Re: Codepoint range for Traditional Chinese and Simplified Chinese

From: Mark Crispin (
Date: Sun Jun 13 2010 - 12:38:49 CDT

  • Next message: Hans Aberg: "Re: Writing a proposal for an unusual script: SignWriting"

    On Sun, 13 Jun 2010, Ryan Chan wrote:
    > I want to use a regex to separate the Traditional Chinese and
    > Simplified Chinese, therefore, I would like to know their
    > corresponding codepoint.
    > Have searched in Google but seems cannot find one, or is it possible?

    As far as I know, the only way is to use the information in Unihan.txt,
    which probably does no good for a regex.

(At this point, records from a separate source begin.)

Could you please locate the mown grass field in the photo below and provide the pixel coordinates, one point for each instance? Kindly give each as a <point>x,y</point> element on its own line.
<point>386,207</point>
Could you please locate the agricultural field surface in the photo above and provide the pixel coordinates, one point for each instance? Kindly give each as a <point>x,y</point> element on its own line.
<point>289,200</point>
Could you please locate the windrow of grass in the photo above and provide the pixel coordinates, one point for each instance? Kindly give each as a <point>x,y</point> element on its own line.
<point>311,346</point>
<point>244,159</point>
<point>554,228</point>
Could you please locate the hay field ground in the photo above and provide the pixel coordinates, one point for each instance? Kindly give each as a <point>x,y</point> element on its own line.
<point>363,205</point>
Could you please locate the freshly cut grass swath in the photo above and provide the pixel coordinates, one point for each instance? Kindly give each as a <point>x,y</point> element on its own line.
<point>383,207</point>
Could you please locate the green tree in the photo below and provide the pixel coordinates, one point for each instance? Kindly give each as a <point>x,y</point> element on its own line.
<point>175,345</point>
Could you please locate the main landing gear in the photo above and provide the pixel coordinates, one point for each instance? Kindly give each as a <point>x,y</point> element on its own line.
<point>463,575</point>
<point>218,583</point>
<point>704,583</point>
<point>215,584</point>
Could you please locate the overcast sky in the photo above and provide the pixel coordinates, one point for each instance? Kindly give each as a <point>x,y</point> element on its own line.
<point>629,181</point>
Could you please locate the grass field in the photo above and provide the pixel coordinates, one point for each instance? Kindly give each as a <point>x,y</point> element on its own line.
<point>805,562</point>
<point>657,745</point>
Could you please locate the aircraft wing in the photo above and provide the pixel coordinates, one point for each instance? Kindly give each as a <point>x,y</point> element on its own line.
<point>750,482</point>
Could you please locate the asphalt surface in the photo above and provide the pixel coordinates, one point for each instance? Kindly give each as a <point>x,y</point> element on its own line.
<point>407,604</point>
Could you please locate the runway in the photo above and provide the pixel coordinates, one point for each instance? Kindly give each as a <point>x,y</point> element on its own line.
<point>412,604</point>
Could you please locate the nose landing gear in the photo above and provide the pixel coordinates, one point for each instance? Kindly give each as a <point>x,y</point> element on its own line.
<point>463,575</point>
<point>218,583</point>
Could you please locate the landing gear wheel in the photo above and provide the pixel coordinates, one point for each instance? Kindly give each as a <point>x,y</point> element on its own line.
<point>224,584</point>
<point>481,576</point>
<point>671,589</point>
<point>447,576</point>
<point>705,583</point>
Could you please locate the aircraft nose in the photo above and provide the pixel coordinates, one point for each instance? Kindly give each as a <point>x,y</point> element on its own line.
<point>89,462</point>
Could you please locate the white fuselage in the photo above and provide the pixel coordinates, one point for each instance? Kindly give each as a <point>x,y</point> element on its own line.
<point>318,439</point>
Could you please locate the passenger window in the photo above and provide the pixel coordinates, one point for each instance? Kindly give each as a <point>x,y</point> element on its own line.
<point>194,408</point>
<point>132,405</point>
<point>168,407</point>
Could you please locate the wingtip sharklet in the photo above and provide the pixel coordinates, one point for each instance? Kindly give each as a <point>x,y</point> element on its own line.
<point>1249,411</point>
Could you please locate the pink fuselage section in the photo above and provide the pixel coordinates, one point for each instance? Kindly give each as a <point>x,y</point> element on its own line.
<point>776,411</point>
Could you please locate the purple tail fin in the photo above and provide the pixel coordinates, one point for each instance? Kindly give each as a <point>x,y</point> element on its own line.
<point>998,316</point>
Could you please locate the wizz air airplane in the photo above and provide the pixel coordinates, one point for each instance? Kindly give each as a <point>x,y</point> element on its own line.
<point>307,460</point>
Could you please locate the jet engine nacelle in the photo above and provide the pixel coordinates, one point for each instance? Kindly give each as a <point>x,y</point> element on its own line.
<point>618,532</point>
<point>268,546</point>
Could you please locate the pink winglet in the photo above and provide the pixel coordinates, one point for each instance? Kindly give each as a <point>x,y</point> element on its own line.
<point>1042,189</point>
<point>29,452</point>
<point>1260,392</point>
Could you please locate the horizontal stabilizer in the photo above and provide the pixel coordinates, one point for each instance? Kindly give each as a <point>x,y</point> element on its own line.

The CJK spaces (note the plural)
    are not separated by simplified vs. traditional.

    Also, simplified and traditional are not a binary state. Presumably you
    mean "Chinese as commonly written in China" vs. "Chinese as commonly
    written in Taiwan". However, there are many sub-variations; and if you
    consider the effect of other languages that use Han characters (most
    notably Japanese and Korean) then it gets even more complicated.

    Good luck!

    -- Mark --
    Democracy is two wolves and a sheep deciding what to eat for lunch.
    Liberty is a well-armed sheep contesting the vote.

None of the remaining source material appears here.